How closely were your family’s stories weaved into the events of the novels? Because your other option was to come at this from a biographical or non-fiction angle. Why the preference to pursue fiction and how much is drawn from some of those experiences?
A lot of it is drawn from experiences. I had an interview with one of my uncles, and we had talked about things before, but I sat down with him virtually and recorded his story of how he travelled on foot, from Afghanistan into Iran and how he made that voyage under the cover of night and carried another family’s young child in his arms to make that passage. I used his experience in the story I crafted in The Moon is Low. That voyage hasn’t really changed much, it may have been in a different year, but that kind of passage and those feelings and the risks that people are encountering in the night are the same.
I have other family members who made their way across Europe through routes that are fairly similar to the character that I portray in The Moon is Low in the later parts of the story. I do take some licence with it and I do fictionalise things so that it is not really the story of my family.
I don’t want it to be the story of my family and that is the reason why I didn’t do this as a work of non-fiction. I think fiction is amazing because we kind of conceal a lot of information, a lot of reality under the guise of a story, and almost under the guise of entertainment, but I think it can give us a lot of compassion, it can give us a depth of understanding for what’s happening in other parts of the world that we might not otherwise want to pick up in non-fiction because then it feels a bit heavier.
In your writing you seek to flesh out and humanise and enrich the culture surrounding individuals who found themselves in a certain time and place. For example, Rahima’s story in The Pearl That Broke its Shell and the practice of Bacha Posh… can you explain a little bit about that?
The Bacha Posh tradition is an interesting one. It is one in which some Afghan families who only have daughters may choose to dress one of their young daughters as a boy and reintroduce her into society as a son. The reason for this is that Afghanistan truly is a patriarchal society, in which sons have a higher value than daughters.

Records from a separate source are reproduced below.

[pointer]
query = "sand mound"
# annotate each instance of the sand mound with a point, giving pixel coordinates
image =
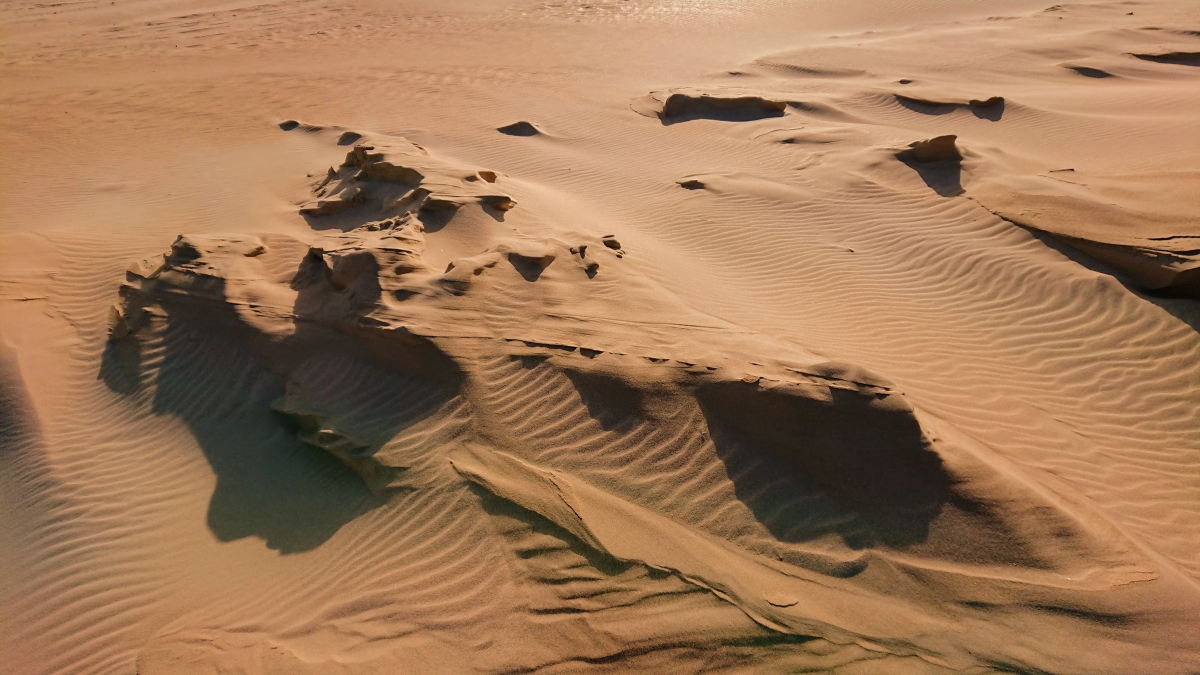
(689, 105)
(520, 129)
(897, 488)
(882, 363)
(396, 175)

There is a superstitious belief that if you dress one of your daughters as a son and masquerade her as this Bacha Posh then the next child born into the family will be a true son. There’s that much of a strong desire to have a son in a family, there is that much pride from having a son.
We feel this, I think, across all cultures, it’s just maybe to a greater extent in Afghanistan and we’ve found Afghanistan has created this creative and interesting way to get around that lack of honour and to find a way to restore their honour by having one of their daughters masquerade around as a boy.
Ironically it also allows a liberation that may not have otherwise been possible.
Exactly. So it gives these girls to experience life on the other side of the world, the other gender. In a country like Afghanistan and a society like that one in which girls and boys have such different roles and such different entitlements in the society, that is a big deal. It’s a taste of a different kind of life.
The circumstances depend on how the family treats them. Some girls might not feel that much of a difference between the daughter and the son role and in other families it’ll be a far greater difference and it’ll depend on how the community treats those children.
Some people in the society outside will know that this is a Bacha Posh and they will go along with it, other people may be fooled by the charade as well. But it is something that is widely accepted, as long as it is done in the pre-pubescent stage, so before the child hits puberty.